Legislative Support for treatment of Oligodontia

[Liza Katz]

Hi Everyone,

My name is Liza and I live in Massachusetts. My daughter, Siga, is 9 years old and missing between 10-14 of her permanent teeth (wisdom teeth still uncertain). We have not yet begun treatment, but like most people here, we're looking at years of braces, retainers, spacers, false teeth, etc, until she is old enough for implants. In MA, these treatments are not covered by either medical or dental insurance. I have been working with a group of parents here on two separate bills: one for cleft lip/palate and the other for craniofacial abnormalities. Last year, the cleft lip bill passed the house and Gov. Patrick signed it into law, mandating medical coverage for the dental treatments for this condition. Now, with the precedent of the cleft lip/palate bill under our belt, we are pursuing the craniofacial bill, under which oligodontia would fall.

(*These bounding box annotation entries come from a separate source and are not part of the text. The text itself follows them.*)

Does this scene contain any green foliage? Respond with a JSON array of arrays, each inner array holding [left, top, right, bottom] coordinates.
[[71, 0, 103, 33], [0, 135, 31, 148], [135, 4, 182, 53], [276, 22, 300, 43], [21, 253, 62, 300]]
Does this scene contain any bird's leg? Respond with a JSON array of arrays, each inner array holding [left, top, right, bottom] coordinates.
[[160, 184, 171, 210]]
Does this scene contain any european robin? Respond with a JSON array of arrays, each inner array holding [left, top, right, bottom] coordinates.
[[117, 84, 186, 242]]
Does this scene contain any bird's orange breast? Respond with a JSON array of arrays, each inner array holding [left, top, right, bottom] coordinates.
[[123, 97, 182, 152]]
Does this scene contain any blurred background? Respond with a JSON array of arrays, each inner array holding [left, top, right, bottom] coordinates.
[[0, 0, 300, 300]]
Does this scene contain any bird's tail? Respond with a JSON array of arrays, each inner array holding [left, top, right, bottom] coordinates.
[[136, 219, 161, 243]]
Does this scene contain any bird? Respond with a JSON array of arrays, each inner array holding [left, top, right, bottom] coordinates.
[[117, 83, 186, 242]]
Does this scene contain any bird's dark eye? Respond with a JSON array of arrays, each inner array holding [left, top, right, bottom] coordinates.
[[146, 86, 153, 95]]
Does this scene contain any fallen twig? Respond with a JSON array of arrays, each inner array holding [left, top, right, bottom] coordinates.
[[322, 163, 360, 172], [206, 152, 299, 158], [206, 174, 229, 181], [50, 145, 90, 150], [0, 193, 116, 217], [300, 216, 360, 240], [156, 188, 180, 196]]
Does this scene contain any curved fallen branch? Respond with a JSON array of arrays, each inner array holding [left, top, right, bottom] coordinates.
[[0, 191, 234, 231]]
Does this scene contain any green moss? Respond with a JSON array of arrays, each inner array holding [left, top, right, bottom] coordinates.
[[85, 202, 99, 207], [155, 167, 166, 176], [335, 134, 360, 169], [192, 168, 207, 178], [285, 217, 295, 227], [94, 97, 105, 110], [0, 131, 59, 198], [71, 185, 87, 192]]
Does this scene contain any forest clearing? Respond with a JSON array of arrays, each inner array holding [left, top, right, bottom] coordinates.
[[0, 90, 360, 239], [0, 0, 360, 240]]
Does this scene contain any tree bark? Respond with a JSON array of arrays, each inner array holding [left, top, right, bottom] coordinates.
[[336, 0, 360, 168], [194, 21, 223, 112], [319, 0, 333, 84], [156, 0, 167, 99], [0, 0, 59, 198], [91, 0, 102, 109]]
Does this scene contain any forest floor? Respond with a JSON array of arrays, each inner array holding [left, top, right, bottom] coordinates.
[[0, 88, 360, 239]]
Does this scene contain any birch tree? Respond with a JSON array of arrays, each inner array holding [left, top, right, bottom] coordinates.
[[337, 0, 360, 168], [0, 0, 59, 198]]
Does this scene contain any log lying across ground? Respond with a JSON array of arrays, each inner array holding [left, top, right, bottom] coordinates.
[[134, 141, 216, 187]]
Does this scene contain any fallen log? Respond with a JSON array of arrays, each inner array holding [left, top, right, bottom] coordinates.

If anyone in this group lives in MA I would love to connect with you and see if we can build support for this bill. I'm not sure how these treatments are covered in other states, but my sense is that most states do not cover these dental treatments. However, if folks in other states have any experience with or knowledge of fighting for coverage, I'd love to share stories. It is absurd that congenital dental disorders are not covered by either medical or dental and that the treatments are so expensive.

Aside from fighting for this bill, I'm also interested in hearing about different treatment paths and costs as I consider embarking on our own journey in the next year or two. We have been waiting to see how the adult teeth she does have come in, but I expect to begin some treatment soon. People here with older kids, or with your own stories, can you share your treatment path?

Wishing everyone well,
~Liza
Western Massachusetts

[Susan S]

New York State has legislation that covers "congenital disease or anomoly." NY Insurance Department Section 52.16(c)(9), Regulation 62 - medical insurance: Good luck!

[tricia]

Hi Liza, 

I live in Southern California but we have Blue Cross Blue Shield Of Massachusetts insurance through my husband's Boston based employer. Are you referring to House Bill 321 in your below email? I saw that this was proposed in MA and would allow for craniofacial abnormality coverage. I tried to find out today if that ever passed but wasn't successful. 

If you have a moment, let me know where any proposed legislation stands on this issue that you know about. Thanks so much, Tricia Lamm 

[A Weiss]

I was missing 11 teeth, and I'll tell you how my parents dealt with this in the 1960's and 70's.  My mother quit her job as a nurse at a local hospital and got a lower-paying job at the University of Missouri Health Center when I was 8 so that she could get dental care at the Univ. of Missouri Dental School with a 50% employee discount.  I had all my braces and retainers and bridgework done at the dental school when I was 14 years old at a huge savings.  The dental school is 125 miles away from my home town, so my mother had to drive me there every month for 3 years.  It was a huge sacrifice on her part that I wasn't really aware of at the time, but I bless her name now.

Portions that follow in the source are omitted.